On Tuesday night we were at Bashas', our favorite local supermarket, which is built on a sloped lot. After we loaded the car with groceries, our shopping cart, to make a long story short, escaped. It was heading downhill, and at first looked like it would come to rest against a metal railing. But the gimpy wheel that had annoyed us during our trek through the store came into play, setting the cart on a subtle curve right toward someone's car, and it was picking up speed as it went.
It would not be right, I thought, to allow it to bang up someone's vehicle, so I took off after it, running as fast as I could. I caught up with it about three feet from the car it was heading for, which I saved from a scratch or a dent. I was not so lucky. As I grabbed hold of it, both it and I fell, me on my left side.
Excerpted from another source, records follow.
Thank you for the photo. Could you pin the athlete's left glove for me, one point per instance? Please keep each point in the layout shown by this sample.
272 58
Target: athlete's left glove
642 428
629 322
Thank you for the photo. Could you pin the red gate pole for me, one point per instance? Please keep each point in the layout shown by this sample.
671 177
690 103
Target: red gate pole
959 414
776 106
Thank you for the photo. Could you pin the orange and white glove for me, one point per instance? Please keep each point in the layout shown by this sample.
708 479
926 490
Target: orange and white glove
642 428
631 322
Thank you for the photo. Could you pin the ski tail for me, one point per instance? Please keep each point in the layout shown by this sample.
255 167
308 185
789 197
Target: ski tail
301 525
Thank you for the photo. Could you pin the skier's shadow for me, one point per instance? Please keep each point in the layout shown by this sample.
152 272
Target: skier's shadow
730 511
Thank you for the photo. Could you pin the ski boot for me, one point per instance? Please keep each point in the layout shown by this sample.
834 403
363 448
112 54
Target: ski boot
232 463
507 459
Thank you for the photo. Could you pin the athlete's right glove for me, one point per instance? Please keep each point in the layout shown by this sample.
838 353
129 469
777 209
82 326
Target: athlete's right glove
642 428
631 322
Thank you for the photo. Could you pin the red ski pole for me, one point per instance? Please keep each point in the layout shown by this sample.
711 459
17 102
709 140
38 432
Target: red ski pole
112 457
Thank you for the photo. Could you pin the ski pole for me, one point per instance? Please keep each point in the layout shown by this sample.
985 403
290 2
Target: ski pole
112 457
I bruised my shoulder, got some long scratches on my leg, and the bumpy asphalt was particularly unkind to the area just below and to the left of my knee. This was not helped by the fact that I was wearing shorts, leaving bare skin to come in contact with the ground. I came away with a bloody sore about 2" by 2", part of it black.
Nurse Marilyn drove us home, I took a shower, and she administered Neosporin and a bandage to the wound. The next day we saw our primary care doctor, just to make sure everything was OK. This is where the CLL comes in, because if I did not have lowered immunity -- made worse by my neutrophils being at their nadir due to recent chemotherapy -- it's unlikely that we would have felt the need to be so cautious.
The doctor complimented Marilyn on her bandaging ability, and the black spot was determined to be asphalt, which had embedded itself in the skin, and which we were told would gradually work its way out as the wound healed. He was pleased to hear that I was on prophylactic Bactrim, which is one of the precautions I am taking while doing RCD (Rituxan, Cyclophosphamide, and Dexamethasone) therapy for CLL and AIHA (autoimmune hemolytic anemia). Apparently, Bactrim is used to fight staph infections, among other things. I was sent away with a clean bill of health, or as clean as a CLL patient with a bloody sore can get.
One of my first reactions to the incident, besides "ouch," was to put it in the context of CLL. It was as if I had been subjected to an impromptu physical fitness test: Did I have enough hemoglobin to run at full speed and tackle a shopping cart? Were my platelets numerous enough to insure proper clotting of the wound? Was my immunity good enough to avoid infection? Have my bones survived steroid therapy well enough to avoid breaking or fracturing when my 200-pound body hits the ground?
I was pleased to have passed on all counts, and to know that I can still endanger myself by stopping speeding metal objects. After awhile, one learns to take nothing for granted about life with CLL, especially after having lived with periods when the disease, in the form of its AIHA complication, has impacted my ability to do things like I used to.
There is a fitness scale for cancer patients, called the ECOG performance status, named after the Eastern Cooperative Oncology Group. The scale runs from 0 to 5, with 0 being the best, "Fully active, able to carry on all pre-disease performance without restriction." For most of my CLL life, I have been at that level. But the AIHA, with its red-blood-cell-destroying hemolysis, has put me at ECOG 1 or 2 at times. Two, for example, is ""Ambulatory and capable of all selfcare but unable to carry out any work activities. Up and about more than 50% of waking hours."
I suppose I am lucky that I am generally a 0, as the shopping cart chase demonstrated. I hope to avoid ECOG performance status level 5, which is described succinctly in the chart as "Dead." Those at level 5 don't put in much of a performance, evidently.